At its peak, Family Ties was drawing in around 30 million viewers a week. Season finales could attract 50 million. All watching the same show, at the same time. Millions more watched around the world. Bateman agrees that the show subliminally communicated endless messages to its global audience about America, from its interior decor to the inherent values contained within the storylines.
“Yeah, such as: the showing up for friends. The good guys – bad guys. It was very clear when someone was stealing or lying. And also: just that cowboy fearlessness and don’t sweat the small s**t, and just go for it. And pick yourself up and go again.

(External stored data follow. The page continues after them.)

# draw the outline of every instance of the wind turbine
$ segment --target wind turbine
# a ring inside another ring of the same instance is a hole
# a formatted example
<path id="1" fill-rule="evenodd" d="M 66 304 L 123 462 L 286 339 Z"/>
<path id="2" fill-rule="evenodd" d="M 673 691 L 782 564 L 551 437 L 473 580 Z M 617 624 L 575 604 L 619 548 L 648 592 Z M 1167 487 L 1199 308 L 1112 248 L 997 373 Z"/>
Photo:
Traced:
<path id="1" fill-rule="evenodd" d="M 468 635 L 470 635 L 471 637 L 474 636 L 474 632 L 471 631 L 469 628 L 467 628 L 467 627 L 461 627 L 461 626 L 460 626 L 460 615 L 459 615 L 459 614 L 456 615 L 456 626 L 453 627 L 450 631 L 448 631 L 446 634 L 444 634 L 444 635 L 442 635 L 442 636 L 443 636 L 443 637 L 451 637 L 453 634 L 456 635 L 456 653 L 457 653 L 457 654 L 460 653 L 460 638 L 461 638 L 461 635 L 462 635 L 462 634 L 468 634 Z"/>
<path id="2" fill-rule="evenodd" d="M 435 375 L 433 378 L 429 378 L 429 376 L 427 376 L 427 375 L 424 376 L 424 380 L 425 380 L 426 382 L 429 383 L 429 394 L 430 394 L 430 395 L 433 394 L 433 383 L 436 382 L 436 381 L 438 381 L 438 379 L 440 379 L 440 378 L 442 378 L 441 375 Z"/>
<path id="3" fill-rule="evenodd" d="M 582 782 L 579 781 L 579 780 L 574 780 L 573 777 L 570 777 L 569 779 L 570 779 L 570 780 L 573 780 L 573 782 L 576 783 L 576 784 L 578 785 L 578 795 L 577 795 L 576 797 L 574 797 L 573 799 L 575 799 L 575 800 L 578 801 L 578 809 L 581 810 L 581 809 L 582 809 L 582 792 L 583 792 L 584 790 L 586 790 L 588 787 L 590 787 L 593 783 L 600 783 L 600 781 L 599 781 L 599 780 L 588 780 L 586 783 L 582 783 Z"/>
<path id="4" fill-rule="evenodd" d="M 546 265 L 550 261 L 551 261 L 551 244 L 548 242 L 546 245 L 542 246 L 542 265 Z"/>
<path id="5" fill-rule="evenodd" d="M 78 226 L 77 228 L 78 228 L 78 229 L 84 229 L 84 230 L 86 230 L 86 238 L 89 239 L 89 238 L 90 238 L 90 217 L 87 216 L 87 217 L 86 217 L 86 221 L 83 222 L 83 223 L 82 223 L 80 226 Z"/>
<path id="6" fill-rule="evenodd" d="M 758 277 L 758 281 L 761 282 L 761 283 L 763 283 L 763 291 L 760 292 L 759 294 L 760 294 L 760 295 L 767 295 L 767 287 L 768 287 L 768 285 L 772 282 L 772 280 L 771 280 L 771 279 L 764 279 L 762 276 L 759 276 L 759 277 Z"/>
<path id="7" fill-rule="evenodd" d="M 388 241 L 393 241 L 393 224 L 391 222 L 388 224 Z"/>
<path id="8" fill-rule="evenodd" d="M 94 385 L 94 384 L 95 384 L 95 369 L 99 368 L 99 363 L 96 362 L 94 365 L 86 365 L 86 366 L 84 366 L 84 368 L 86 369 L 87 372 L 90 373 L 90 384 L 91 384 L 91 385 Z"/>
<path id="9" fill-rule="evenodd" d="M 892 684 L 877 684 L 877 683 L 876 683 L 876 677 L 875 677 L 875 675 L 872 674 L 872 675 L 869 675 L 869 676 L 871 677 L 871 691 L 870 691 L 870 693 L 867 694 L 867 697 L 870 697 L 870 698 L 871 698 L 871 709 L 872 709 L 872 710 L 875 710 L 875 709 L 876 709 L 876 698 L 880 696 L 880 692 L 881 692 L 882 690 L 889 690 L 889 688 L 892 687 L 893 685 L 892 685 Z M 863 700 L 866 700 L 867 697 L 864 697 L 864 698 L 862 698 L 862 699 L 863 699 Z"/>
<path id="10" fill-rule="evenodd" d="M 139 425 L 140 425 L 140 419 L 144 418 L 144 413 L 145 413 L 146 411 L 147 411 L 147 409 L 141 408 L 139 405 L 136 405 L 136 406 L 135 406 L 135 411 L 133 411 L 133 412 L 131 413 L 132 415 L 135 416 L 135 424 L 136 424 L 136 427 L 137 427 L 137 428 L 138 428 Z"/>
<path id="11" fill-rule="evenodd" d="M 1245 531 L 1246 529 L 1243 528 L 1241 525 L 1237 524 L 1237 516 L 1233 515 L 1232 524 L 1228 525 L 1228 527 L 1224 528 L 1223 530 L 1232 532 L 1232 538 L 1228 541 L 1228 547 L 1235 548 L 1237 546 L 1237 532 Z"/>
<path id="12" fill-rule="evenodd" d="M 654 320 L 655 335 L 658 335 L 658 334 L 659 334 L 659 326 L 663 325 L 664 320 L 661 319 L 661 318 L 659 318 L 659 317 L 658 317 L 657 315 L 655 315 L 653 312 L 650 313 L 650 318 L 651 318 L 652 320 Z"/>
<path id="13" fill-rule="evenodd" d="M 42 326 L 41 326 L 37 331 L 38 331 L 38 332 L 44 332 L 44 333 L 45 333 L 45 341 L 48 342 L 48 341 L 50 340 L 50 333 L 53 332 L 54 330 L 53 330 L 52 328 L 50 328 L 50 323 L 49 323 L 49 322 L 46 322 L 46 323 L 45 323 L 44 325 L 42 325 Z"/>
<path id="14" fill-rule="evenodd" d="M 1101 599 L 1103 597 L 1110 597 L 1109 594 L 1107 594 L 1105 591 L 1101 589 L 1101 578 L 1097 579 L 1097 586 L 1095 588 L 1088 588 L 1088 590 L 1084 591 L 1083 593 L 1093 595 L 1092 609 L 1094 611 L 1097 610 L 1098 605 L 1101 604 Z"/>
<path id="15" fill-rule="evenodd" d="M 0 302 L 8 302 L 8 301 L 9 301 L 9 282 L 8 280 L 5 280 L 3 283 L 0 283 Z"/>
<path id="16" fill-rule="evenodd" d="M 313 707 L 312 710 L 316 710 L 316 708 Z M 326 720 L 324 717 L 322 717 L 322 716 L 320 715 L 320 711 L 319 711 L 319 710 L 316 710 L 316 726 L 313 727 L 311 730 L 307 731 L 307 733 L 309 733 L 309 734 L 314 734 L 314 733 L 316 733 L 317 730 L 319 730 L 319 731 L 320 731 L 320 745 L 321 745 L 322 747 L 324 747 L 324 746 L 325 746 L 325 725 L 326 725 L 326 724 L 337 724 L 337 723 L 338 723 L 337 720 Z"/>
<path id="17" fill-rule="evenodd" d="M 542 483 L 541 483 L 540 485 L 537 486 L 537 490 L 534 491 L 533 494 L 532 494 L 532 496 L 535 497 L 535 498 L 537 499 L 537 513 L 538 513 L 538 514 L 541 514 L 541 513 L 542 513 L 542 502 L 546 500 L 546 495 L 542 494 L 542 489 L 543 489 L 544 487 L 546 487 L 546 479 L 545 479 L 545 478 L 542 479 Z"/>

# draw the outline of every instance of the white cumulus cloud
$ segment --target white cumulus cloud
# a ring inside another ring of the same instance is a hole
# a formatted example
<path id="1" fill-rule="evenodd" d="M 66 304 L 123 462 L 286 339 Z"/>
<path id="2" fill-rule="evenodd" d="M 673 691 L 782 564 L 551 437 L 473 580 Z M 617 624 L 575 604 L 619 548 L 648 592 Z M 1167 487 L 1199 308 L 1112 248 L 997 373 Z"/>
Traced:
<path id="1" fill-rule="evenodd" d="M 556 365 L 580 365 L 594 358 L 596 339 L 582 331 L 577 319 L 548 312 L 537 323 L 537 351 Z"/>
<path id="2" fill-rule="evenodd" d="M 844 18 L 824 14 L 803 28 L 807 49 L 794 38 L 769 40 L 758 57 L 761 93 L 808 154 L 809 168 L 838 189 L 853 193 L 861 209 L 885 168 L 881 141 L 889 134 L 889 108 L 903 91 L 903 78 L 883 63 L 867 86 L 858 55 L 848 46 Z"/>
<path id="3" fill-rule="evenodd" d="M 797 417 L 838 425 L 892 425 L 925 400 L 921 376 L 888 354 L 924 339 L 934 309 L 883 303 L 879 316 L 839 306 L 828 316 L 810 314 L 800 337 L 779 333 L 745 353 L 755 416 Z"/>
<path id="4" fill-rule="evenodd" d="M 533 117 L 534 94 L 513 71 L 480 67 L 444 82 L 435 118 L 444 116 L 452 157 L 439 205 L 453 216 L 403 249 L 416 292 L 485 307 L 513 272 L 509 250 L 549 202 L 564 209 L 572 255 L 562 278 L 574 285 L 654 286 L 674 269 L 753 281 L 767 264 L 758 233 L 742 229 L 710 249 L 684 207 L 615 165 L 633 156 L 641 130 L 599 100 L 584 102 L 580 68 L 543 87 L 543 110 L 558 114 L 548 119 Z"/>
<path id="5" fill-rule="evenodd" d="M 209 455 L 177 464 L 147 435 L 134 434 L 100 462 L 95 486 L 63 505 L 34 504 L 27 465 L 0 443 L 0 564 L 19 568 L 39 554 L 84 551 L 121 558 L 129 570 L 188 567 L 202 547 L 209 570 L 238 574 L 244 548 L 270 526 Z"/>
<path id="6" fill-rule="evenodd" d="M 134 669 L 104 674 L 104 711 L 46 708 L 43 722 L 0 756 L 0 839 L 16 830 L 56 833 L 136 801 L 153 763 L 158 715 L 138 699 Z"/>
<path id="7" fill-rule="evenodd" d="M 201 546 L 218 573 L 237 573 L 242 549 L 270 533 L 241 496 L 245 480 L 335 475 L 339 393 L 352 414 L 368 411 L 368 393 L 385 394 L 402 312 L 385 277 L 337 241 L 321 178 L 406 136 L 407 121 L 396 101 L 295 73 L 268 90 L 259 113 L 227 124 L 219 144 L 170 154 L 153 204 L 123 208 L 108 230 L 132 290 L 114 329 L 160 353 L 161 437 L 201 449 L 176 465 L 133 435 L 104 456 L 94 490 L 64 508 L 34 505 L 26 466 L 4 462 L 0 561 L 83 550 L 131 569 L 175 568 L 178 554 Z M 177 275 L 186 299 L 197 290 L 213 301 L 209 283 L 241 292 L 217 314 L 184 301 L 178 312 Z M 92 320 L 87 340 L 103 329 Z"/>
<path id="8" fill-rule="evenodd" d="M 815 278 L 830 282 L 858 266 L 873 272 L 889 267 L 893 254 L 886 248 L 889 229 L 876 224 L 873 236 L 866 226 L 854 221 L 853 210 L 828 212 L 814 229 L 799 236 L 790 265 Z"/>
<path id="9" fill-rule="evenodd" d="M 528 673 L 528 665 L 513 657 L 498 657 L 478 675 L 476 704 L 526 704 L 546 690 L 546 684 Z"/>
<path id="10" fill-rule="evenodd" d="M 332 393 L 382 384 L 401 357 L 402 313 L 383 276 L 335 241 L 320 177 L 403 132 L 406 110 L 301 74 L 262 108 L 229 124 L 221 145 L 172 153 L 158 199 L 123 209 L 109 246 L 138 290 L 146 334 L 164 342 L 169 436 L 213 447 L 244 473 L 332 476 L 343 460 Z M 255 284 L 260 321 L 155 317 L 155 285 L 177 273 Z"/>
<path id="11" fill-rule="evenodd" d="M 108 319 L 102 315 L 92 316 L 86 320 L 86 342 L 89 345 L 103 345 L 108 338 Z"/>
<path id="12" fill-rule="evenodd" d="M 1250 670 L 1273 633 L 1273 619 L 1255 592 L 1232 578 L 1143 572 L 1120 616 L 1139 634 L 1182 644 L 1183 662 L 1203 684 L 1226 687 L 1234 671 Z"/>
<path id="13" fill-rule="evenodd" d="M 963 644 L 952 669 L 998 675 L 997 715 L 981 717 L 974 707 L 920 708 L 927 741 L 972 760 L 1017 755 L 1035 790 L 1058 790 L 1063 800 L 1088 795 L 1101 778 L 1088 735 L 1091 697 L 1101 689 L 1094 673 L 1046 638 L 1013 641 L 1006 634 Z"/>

It is not fair for me to qualify that as uniquely American, but it is woven into the American spirit.”
Her contention is that the old model – dominant studios and the careful curation of actors who became – in the Hollywood walk of fame sense – movie stars – is done. The idea of the film star, born for the big screen, is still alive in the imagination of film fans, she believes. But in the torrent of content and streaming services and social media, the film industry has simply forgotten how to create them.
“You have to have someone who is magnetic, personable, a good-to-great actor,” she says cheerfully. “And then you have to cultivate that. And then, you have to frame it and put it in context. Brad Pitt was in specific films that were released in ways that films aren’t released now.
“Do people still believe in movie stardom? Sure. Are there any new ones coming through? Hardly. Tom Cruise – he has a social media account but he isn’t posting pictures of himself in his kitchen or whatever. Neither is Brad Pitt. Part of it is allowing yourself that under exposure. But ... that 100-year-old tree died.
“I say all this, and there is a new tree emerging. And the new film business is going to be filled with those same kind of people as before. It’s going to be built on the same fearlessness. By people who aren’t answering to anybody.”